IEEE/ACM Trans Comput Biol Bioinform. 2022 Mar-Apr;19(2):763-772. doi: 10.1109/TCBB.2020.3027444. Epub 2022 Apr 1.
Numerous studies have shown that microRNAs are associated with the occurrence and development of human diseases. Thus, studying disease-associated miRNAs is significantly valuable to the prevention, diagnosis and treatment of diseases. In this paper, we proposed a novel method based on matrix completion and non-negative matrix factorization (MCNMF)for predicting disease-associated miRNAs. Due to the information inadequacy on miRNA similarities and disease similarities, we calculated the latter via two models, and introduced the Gaussian interaction profile kernel similarity. In addition, the matrix completion (MC)was employed to further replenish the miRNA and disease similarities to improve the prediction performance. And to reduce the sparsity of miRNA-disease association matrix, the method of weighted K nearest neighbor (WKNKN)was used, which is a pre-processing step. We also utilized non-negative matrix factorization (NMF)using dual L-norm, graph Laplacian regularization, and Tikhonov regularization to effectively avoid the overfitting during the prediction. Finally, several experiments and a case study were implemented to evaluate the effectiveness and performance of the proposed MCNMF model. The results indicated that our method could reliably and effectively predict disease-associated miRNAs.

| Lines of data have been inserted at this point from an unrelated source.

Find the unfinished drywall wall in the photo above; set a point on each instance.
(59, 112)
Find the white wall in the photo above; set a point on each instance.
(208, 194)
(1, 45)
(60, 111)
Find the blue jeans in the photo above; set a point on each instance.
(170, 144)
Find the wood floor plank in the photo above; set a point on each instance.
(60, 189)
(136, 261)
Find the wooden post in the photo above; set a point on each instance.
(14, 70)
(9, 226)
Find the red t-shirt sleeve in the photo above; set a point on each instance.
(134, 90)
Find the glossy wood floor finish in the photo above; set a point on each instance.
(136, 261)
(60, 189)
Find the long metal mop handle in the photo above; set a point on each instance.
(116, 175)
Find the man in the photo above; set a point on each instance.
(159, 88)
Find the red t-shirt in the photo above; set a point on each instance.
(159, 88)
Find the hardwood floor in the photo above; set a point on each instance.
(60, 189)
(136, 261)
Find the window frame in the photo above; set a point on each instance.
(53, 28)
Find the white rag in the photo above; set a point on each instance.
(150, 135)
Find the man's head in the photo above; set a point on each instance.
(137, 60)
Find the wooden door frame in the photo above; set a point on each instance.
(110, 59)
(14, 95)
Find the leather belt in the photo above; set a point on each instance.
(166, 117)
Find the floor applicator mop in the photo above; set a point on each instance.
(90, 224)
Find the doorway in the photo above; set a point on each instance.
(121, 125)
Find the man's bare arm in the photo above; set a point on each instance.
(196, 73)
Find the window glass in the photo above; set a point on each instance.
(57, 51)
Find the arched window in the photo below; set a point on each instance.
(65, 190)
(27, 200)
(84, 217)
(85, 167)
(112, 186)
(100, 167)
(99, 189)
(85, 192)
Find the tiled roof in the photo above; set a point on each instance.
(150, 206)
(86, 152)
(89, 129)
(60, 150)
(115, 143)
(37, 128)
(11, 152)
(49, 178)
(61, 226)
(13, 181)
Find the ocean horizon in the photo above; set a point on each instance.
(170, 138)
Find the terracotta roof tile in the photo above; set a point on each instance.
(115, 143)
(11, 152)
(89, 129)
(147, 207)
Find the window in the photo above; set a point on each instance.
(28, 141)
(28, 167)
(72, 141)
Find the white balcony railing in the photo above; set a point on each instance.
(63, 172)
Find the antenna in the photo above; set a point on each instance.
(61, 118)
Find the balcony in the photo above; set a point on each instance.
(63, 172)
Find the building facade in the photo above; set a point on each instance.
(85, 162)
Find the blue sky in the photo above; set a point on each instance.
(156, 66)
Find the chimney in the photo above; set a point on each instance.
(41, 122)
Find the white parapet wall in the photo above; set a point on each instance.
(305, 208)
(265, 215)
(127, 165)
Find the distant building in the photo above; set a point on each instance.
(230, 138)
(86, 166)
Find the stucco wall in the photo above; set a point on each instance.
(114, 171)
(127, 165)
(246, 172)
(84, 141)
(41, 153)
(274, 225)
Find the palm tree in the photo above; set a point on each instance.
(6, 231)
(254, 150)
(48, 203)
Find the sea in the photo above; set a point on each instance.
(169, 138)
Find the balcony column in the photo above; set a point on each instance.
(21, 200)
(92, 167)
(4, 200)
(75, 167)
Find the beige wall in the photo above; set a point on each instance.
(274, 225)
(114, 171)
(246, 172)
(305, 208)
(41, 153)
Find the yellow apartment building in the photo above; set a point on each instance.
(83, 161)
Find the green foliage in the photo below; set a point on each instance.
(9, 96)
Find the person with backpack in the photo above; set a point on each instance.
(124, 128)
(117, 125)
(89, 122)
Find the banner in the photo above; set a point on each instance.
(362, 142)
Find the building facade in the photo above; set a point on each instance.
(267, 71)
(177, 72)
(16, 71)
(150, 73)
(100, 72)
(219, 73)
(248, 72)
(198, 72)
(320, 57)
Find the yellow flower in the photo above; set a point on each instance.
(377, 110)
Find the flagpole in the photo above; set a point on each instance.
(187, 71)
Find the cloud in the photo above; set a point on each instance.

大量研究表明,microRNAs 与人类疾病的发生和发展有关。因此,研究与疾病相关的 microRNAs 对于疾病的预防、诊断和治疗具有重要意义。在本文中,我们提出了一种基于矩阵补全和非负矩阵分解(MCNMF)的新方法,用于预测与疾病相关的 microRNAs。由于 miRNA 相似性和疾病相似性的信息不足,我们通过两种模型计算了后者,并引入了高斯相互作用谱核相似性。此外,我们还采用矩阵补全(MC)进一步补充 miRNA 和疾病的相似性,以提高预测性能。为了减少 miRNA-疾病关联矩阵的稀疏性,我们使用了加权 K 最近邻(WKNKN)方法,这是一个预处理步骤。我们还利用双 L 范数、图拉普拉斯正则化和 Tikhonov 正则化的非负矩阵分解(NMF),有效地避免了预测过程中的过拟合。最后,我们进行了几项实验和案例研究,以评估所提出的 MCNMF 模型的有效性和性能。结果表明,我们的方法可以可靠有效地预测与疾病相关的 microRNAs。